Indeed, by allowing inputs to be engineered in the same place as the finished product, genomics could help companies manufacture goods closer to consumers – enabling smaller economies like Canada to reduce their reliance on sprawling global supply chains.
“You’re able to distribute manufacturing centres in locales all over the place,” says Rob Annan, president and CEO of Genome Canada, a federally-funded not-for-profit that helps develop genome-based technologies. “This gets to the idea of supply chain resiliency – you don’t need to manufacture everything offshore and then ship it all over the world.”
We’ve long depended on genomics for critical products like insulin. But the field has accelerated in recent years thanks to strides in computing power and artificial intelligence. A human genome once required 15 years and $2 billion to sequence. Now it can be done in 24 hours, for less than $1,000.
Today, the pandemic has intensified the race to advance genomics applications for new vaccines and drugs.
Dr. Annan sees genomics as “more of a philosophy than a technology” in our approach to living organisms – one that can help us embrace new strategies for the end-to-end use of materials.
Britain’s approach to synthetic biology has led to the creation of 150 startups in the genomics field, and $1 billion in new investments. The United States, Australia, China and Singapore are also viewed as leaders.
Dr. Annan believes Canada too, has an opportunity to apply genomics to an array of traditional sectors – transforming an economy still seen as one of “hewers of wood and drawers of water.”
But to keep pace, we will need a more innovative approach to regulations, including the management of genetic data, Dr. Hamelin said. The field of genomics generates almost as much data as YouTube and Twitter combined, benefitting regions where scientists and supercomputers can most effectively map data.

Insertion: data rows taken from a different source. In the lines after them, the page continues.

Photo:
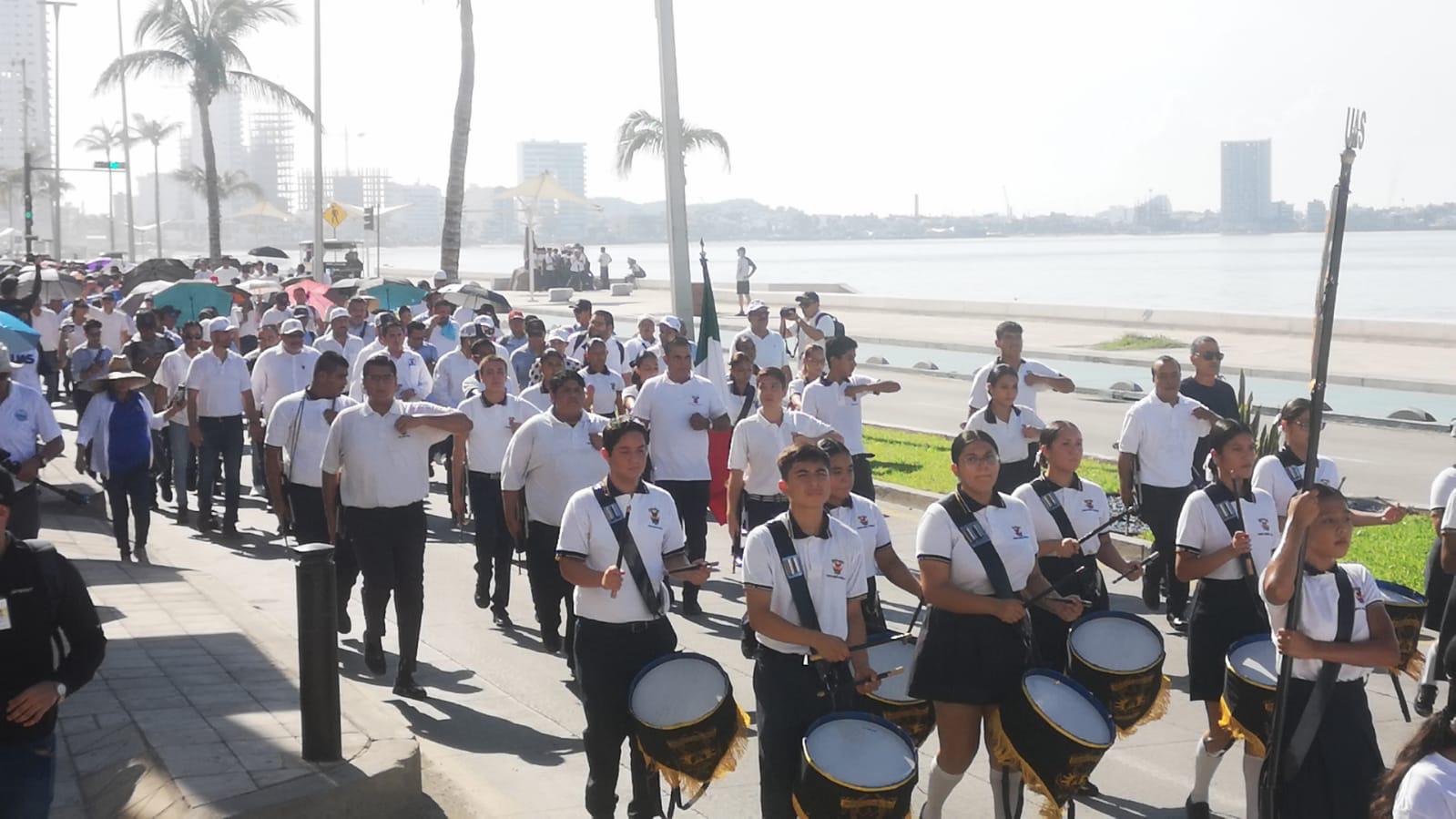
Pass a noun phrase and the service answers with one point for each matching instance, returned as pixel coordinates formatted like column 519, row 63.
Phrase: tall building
column 1247, row 192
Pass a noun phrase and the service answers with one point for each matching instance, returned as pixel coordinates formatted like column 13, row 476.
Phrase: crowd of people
column 590, row 452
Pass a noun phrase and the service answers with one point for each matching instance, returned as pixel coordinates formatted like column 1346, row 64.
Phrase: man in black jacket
column 41, row 597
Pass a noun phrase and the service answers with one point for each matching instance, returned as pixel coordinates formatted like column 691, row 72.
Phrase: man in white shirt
column 549, row 458
column 476, row 466
column 1034, row 374
column 1155, row 452
column 619, row 539
column 219, row 395
column 376, row 461
column 835, row 400
column 678, row 408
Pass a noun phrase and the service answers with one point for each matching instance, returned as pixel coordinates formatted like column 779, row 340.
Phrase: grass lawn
column 921, row 461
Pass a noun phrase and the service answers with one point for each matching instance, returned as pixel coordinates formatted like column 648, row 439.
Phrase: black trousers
column 130, row 493
column 389, row 544
column 864, row 480
column 549, row 589
column 609, row 656
column 690, row 498
column 1159, row 512
column 493, row 541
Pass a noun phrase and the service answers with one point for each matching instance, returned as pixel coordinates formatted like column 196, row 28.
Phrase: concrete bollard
column 318, row 653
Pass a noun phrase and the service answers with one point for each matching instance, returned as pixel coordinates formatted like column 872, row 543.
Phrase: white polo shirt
column 678, row 452
column 300, row 429
column 490, row 436
column 1084, row 502
column 587, row 537
column 1162, row 436
column 826, row 401
column 382, row 469
column 758, row 442
column 1025, row 394
column 1006, row 520
column 279, row 372
column 1271, row 476
column 833, row 564
column 768, row 352
column 865, row 519
column 1011, row 439
column 220, row 384
column 1319, row 615
column 1201, row 529
column 552, row 459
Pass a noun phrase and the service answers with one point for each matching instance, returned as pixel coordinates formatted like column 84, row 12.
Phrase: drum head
column 860, row 751
column 1069, row 706
column 678, row 690
column 891, row 656
column 1252, row 660
column 1115, row 641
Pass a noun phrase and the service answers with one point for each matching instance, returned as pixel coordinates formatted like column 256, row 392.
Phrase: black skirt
column 1220, row 614
column 969, row 659
column 1339, row 775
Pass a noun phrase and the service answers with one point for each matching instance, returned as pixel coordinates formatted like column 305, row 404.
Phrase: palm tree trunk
column 459, row 148
column 214, row 216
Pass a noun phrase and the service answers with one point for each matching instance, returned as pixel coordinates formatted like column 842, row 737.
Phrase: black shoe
column 1424, row 700
column 405, row 685
column 374, row 655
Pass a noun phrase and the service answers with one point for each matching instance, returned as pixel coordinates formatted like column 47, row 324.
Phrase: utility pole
column 678, row 269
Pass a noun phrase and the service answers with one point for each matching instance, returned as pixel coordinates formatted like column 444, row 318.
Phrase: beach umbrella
column 189, row 298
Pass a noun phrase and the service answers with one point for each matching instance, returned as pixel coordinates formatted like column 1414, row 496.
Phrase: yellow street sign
column 335, row 214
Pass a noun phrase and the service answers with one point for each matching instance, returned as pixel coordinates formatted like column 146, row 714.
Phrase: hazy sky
column 855, row 107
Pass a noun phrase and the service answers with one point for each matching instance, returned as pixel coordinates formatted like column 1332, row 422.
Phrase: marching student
column 977, row 560
column 497, row 415
column 1013, row 425
column 1344, row 631
column 865, row 517
column 1155, row 452
column 1064, row 510
column 802, row 556
column 835, row 400
column 1227, row 534
column 551, row 456
column 619, row 538
column 678, row 407
column 376, row 462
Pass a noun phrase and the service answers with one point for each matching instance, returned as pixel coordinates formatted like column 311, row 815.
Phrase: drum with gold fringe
column 687, row 723
column 1120, row 659
column 1054, row 732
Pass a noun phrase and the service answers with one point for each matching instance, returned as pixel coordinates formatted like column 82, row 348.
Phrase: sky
column 855, row 107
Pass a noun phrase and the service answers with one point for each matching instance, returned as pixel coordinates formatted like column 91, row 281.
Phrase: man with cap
column 31, row 439
column 219, row 396
column 340, row 340
column 769, row 347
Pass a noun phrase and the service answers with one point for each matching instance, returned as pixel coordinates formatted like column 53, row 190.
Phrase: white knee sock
column 1008, row 796
column 1205, row 765
column 938, row 790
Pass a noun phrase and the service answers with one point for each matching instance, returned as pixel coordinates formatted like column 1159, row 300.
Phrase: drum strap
column 1303, row 736
column 629, row 553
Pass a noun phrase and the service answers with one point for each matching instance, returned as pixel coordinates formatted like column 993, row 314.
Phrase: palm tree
column 102, row 138
column 459, row 146
column 155, row 131
column 201, row 39
column 641, row 131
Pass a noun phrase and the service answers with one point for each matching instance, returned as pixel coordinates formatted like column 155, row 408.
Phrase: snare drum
column 689, row 726
column 1407, row 612
column 891, row 700
column 1120, row 659
column 1249, row 678
column 855, row 764
column 1053, row 731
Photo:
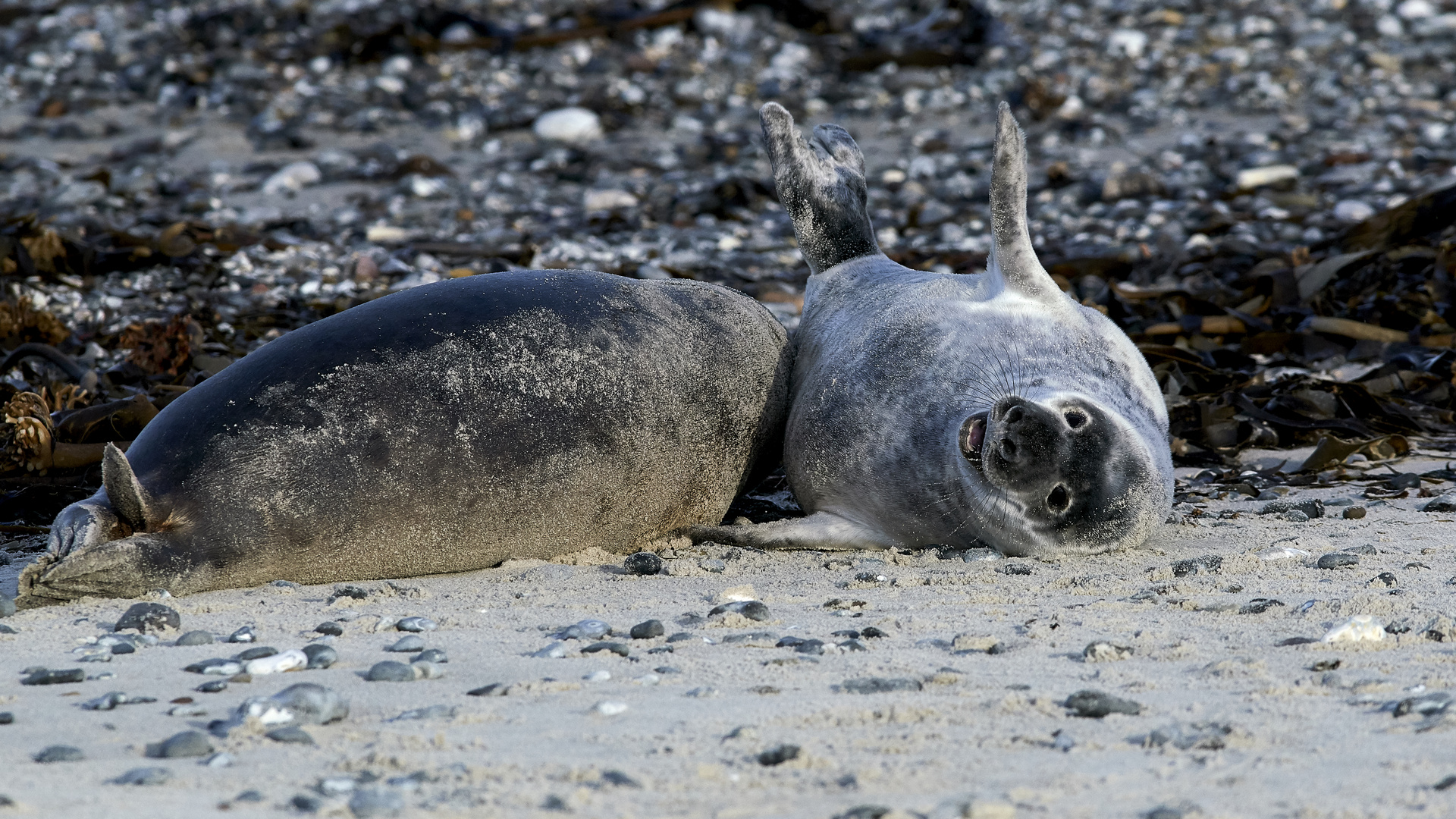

Public acceptance is another hurdle. The McKinsey study found 70% of success in genomics depends on consumer adoption and regulation.
Canada also lacks a sophisticated financial system to fund entrepreneurs working in the field or to capitalize larger companies that use genomics to remake their supply chains.
Dr. Annan points to the growing number of younger people entering the discipline as a competitive advantage for Canada.
“Our researchers are using these tools to … develop really new, advanced diagnostics,” he says. “They’re using them to produce candidate vaccines for COVID-19 in bacterial or yeast cells. We’re using this to do bio-monitoring of ecosystems and tracking of endangered species in the Arctic. So there’s lots of ways genomics and genomic sciences are being applied to everyday life.”